Docker has open sourced its most security-critical container infrastructure, making over 1000 hardened images free under Apache 2.0 to turn secure-by-default containers into an industry-wide baseline rather than a paid feature.
Docker has made more than 1000 Docker Hardened Images (DHI) fully open source and available for free, marking a decisive shift from a commercial-only model to an open standard for container security. Released under the Apache 2.0 license, the images are now subscription-free and accessible to all 26 million-plus developers in the global container ecosystem.
Announcing the move, Docker said: “Today, we are establishing a new industry standard by making DHI freely available and open source to everyone who builds software. All 26 Million+ developers in the container ecosystem.”
Docker further emphasised the absence of licensing barriers, stating: “DHI is fully open and free to use, share, and build on with no licensing surprises, backed by an Apache 2.0 license. DHI now gives the world a secure, minimal, production-ready foundation from the very first pull.”
First launched in May 2025 as a commercial offering, Docker Hardened Images are secure, minimal, production-ready base images maintained directly by Docker. They are designed to reduce attack surface and mitigate supply-chain risk at the container layer, serving as hardened foundations rather than application images.

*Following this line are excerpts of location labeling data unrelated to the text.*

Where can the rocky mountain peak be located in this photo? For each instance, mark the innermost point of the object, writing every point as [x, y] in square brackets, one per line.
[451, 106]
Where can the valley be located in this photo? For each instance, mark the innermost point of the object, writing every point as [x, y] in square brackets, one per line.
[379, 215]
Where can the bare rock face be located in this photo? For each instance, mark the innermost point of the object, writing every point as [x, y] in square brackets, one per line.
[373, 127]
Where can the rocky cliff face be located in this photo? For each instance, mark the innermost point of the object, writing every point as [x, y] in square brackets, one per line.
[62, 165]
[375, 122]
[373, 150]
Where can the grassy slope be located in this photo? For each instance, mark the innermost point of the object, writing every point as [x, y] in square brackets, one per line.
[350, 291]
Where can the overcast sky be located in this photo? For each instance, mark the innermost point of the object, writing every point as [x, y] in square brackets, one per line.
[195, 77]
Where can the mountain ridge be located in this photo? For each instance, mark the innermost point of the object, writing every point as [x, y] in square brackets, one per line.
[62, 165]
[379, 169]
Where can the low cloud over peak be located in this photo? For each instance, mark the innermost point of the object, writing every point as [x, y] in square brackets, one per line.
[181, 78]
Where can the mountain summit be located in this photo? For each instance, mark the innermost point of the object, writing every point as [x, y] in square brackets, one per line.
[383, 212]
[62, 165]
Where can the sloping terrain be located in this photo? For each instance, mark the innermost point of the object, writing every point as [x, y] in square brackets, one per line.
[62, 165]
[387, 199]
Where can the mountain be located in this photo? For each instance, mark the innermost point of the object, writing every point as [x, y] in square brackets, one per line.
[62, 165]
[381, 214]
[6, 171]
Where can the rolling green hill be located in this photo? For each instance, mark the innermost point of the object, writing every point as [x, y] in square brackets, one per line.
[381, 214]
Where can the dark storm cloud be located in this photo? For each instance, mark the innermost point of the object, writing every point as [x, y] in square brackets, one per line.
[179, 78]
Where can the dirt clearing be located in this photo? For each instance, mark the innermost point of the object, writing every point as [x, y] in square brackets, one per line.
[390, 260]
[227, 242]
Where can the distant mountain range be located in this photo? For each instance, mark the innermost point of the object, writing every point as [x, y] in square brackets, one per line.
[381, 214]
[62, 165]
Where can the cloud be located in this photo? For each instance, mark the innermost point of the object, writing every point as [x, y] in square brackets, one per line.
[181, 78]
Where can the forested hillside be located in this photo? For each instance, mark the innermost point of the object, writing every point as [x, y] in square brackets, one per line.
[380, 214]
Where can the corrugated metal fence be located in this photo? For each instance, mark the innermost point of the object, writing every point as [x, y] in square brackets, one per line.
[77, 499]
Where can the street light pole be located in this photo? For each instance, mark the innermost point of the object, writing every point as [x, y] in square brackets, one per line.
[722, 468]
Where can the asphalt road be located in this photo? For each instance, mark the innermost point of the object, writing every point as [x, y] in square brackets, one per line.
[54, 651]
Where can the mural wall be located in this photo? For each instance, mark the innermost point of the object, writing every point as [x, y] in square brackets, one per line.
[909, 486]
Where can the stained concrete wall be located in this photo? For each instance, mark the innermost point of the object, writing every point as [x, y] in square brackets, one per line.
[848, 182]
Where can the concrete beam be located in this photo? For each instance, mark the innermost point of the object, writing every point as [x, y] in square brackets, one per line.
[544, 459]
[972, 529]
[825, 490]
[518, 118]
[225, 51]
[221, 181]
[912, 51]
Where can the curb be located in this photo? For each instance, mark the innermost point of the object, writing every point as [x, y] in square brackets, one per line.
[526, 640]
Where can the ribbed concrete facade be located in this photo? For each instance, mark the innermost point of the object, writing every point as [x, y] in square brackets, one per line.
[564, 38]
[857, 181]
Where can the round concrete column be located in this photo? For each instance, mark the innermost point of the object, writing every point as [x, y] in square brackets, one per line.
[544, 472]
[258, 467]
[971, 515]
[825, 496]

Technically, DHIs are rootless by default, stripped of unnecessary components, and free of known vulnerabilities at release. They support the Vulnerability Exploitability eXchange (VEX) standard and remain SBOM-verifiable, built with SLSA Build Level 3 provenance, and accompanied by proof of authenticity.
While fixes for vulnerabilities will continue to be provided across tiers, only DHI Enterprise customers receive a guaranteed seven-day CVE patching SLA. Docker has said it aims to reduce enterprise patch timelines to one day or less, alongside offering runtime configuration, image modification, and additional tooling.